1. Introduction
For more than 30 years, public debate concerning migration and asylum in Europe has centred on the question of whether the maintenance of a robust welfare state opposes the reception of international migrants. Asylum protection has been weakened in the name of protecting the welfare state. This supports a narrative of asylum seekers and refugees as illegitimate burdens on European welfare states, legitimating exclusionary policies that restrict their access to social protection structures. Public debates frame asylum seekers and refugees as “abusers” of the welfare state, which is cast as “at risk”. Increasingly restrictive immigration policies are necessary, then, to “protect” social services. While empirical research has consistently rejected this as a false dichotomy, academic debates are still too often framed by socially constructed ideas of otherness and belonging, central to populist and nationalist political projects across Europe. In other words, they are established from the position that immigrants of all kinds are indeed outsiders who have not contributed, and then ask whether it is morally appropriate or economically sensible to include them within the community of eligible welfare recipients.

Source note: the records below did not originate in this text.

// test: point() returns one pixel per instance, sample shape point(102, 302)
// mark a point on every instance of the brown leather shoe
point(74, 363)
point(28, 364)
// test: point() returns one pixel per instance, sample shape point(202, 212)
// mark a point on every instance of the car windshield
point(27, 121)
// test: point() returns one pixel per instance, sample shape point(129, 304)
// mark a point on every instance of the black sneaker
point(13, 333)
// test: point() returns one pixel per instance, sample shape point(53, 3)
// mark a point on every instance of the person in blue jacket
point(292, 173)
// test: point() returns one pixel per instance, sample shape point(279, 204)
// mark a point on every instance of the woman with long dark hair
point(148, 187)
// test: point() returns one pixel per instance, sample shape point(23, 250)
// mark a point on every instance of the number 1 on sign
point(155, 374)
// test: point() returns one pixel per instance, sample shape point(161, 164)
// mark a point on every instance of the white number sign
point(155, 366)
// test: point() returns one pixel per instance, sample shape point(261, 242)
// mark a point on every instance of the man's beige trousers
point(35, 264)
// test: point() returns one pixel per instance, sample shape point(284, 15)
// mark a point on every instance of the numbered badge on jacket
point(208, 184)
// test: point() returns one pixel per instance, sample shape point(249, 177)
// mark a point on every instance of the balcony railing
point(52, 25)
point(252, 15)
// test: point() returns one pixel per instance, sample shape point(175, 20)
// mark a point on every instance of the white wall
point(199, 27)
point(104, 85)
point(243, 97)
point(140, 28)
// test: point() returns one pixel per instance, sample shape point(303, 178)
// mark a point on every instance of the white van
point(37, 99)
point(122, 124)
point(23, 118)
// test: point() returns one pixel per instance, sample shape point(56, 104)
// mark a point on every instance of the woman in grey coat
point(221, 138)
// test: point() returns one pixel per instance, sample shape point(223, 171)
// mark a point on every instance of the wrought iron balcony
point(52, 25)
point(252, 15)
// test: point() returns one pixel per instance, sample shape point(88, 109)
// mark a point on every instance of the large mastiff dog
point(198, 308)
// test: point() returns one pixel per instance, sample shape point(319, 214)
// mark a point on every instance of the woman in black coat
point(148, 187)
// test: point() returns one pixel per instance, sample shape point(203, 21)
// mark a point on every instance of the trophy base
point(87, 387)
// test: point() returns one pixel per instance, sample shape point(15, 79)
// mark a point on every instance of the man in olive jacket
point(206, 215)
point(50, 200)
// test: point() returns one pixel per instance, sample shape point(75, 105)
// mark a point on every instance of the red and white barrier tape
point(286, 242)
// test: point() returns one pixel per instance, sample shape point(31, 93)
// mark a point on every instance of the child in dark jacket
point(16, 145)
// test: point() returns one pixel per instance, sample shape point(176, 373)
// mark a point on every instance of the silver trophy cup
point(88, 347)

This Special Issue adopts an alternate perspective. Moving beyond current debates, it aims to shift the focus of welfare and asylum research from the ways European states limit asylum seekers and refugees’ access to the welfare state, to explore the exclusionary frameworks of states, past and present. It begins from the position that Europe’s colonial past continues to shape the construction of categories of inclusion, belonging and deservingness in European welfare states, irrespective of actual histories of colonial membership and economic contribution. While there is a wealth of literature which has explored the role of various colonialisms in shaping the welfare regimes of formerly colonised countries in the postcolonial period there has been much less research that has brought the postcolonial perspective back to the metropole. This has started to change in recent years, with a small but influential number of works starting to make these connections (for example,
Bhambra and Holmwood (
2018)). In this introduction, we reflect on what this work can tell us about the legacies of European colonialisms in shaping not only European welfare regimes, but more specifically the partial inclusion or even exclusion of people seeking asylum from these welfare regimes.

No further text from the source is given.